BIZUSTAGE ! Par MARIO KEKIC, avril 15, 2009

Comment se fait-il qu’en France, certains patrons fassent travailler des jeunes sans les payer ? Je m’explique ! Il n’y a aucune legislation sur le salaire des stagiaires qui sont honteusement exploités. Mon beau-fils qui est à l’école d’horticulture du Breuil à Vincennes vient de terminer un stage à l’entreprise Prévoteau qui entretien les jardins de nombreuses entreprises à Paris. Cette société l’a fait travailler huit heures par jour sans même lui donner de tickets restaurant pour le repas de midi et ne lui à même pas donné pour l’encourager les traditionnels deux cent euros plafonnés pour ne pas ête imposables. Une telle mesquinerie méritait d’être au moin consigné quelque part sur le web. Combiens de patrons profitent bien de ce vide dans le droit du travail ! C’est un scandale qui je le pense concerne beaucoups de familles. CON SACRE ! Par MARIO KEKIC, avril 30, 2009

Voici la réponse pleine de raillerie du patron de Prevosteau. J’en ai envoyé une copie à L’Elysée car je suis sur que le Président est très sensible à tout ce qui touche le droit du travail et à l’exploitation des jeunes. L’entreprise Prevosteau à fait miroiter à Calixte que s’il se « défoncait » au travail, il aurait une compensation financière à la fin du stage. Mais ce stratagème s’inscrit dans l’état d’ésprit général de cette société. Il est plus qu’évident que deux personnes vont deux fois plus vite qu’une seule pour finir un chantier. Deux pour le salaire d’un seul est très rentable. A son école seul cinq élèves sur vingt six n’ont pas été rémunérés en fin de stage, Calixte lui à même été obligé de payer ses repas ! je conseille donc aux futurs stagiaires de bien se renseigner et j’éspère que la mauvaise expérience de Calixte servira au moins à cela !
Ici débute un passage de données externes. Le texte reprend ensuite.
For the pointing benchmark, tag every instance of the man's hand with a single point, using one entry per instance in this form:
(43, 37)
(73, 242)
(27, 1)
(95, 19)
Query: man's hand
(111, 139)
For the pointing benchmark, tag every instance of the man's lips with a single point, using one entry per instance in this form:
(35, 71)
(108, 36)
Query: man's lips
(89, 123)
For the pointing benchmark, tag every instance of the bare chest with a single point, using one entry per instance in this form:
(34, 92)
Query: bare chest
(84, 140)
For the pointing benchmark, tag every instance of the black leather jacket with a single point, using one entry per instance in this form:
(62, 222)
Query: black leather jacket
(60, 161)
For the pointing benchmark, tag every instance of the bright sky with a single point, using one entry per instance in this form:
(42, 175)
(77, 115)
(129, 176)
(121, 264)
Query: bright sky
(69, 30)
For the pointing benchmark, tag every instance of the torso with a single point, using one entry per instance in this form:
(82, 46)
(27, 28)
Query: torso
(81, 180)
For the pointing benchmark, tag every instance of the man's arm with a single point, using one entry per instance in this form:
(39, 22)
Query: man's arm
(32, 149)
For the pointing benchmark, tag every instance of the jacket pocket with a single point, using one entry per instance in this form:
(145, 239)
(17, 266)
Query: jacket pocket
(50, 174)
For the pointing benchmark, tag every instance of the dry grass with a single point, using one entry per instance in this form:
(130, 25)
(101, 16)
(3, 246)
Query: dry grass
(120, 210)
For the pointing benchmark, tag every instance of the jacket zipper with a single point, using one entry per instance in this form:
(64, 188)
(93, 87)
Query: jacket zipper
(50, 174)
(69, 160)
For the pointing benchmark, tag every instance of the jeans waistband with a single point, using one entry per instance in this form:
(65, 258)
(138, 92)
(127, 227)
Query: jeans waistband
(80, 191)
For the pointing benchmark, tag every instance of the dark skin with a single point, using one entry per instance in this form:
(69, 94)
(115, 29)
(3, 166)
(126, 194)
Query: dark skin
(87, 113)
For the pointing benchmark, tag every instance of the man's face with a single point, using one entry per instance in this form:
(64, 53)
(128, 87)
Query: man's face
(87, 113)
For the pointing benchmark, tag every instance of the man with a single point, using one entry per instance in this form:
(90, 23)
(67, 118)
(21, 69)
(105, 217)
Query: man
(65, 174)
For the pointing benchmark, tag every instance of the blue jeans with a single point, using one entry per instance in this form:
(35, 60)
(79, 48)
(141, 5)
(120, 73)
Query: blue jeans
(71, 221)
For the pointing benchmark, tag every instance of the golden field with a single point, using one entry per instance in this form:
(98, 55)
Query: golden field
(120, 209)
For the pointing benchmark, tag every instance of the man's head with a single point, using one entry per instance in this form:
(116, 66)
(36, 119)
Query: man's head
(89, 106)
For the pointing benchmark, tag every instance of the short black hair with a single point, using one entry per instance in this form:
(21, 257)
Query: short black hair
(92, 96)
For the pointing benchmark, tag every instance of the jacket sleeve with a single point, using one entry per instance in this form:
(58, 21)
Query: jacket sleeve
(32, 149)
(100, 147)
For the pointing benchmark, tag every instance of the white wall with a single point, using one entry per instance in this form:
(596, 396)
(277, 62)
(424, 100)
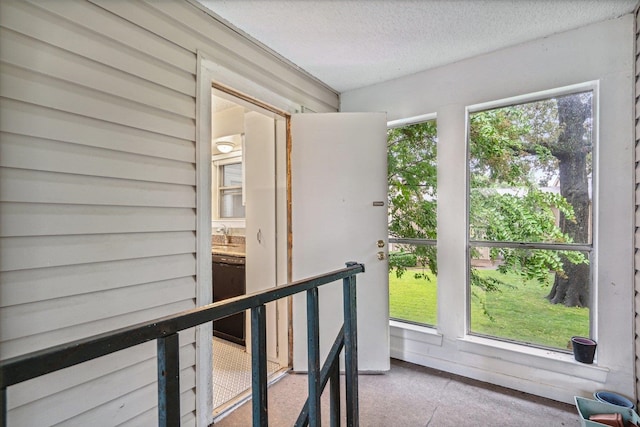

mailto:mariokekic@hotmail.com] mercredi 29 avril 2009 12:17 À : mailto:jm.prevosteau@wanadoo

Camarade

Il est évident que ce courrier est dorénavant con signé sur la toile.

Il y avait longtemps que je n’avais pas autant rit, j’espère sincèrement qu’il en sera de même a l’Elysée

Je vous remercie sincèrement de ce grand moment d’humour

Bien à vous

Jean-Marie PREVOSTEAU

PS : j’espère que calixte a maintenant bien récupéré, qu’il évite effectivement dorénavant les excès, quant aux repas deamndez lui de vous les rembourser.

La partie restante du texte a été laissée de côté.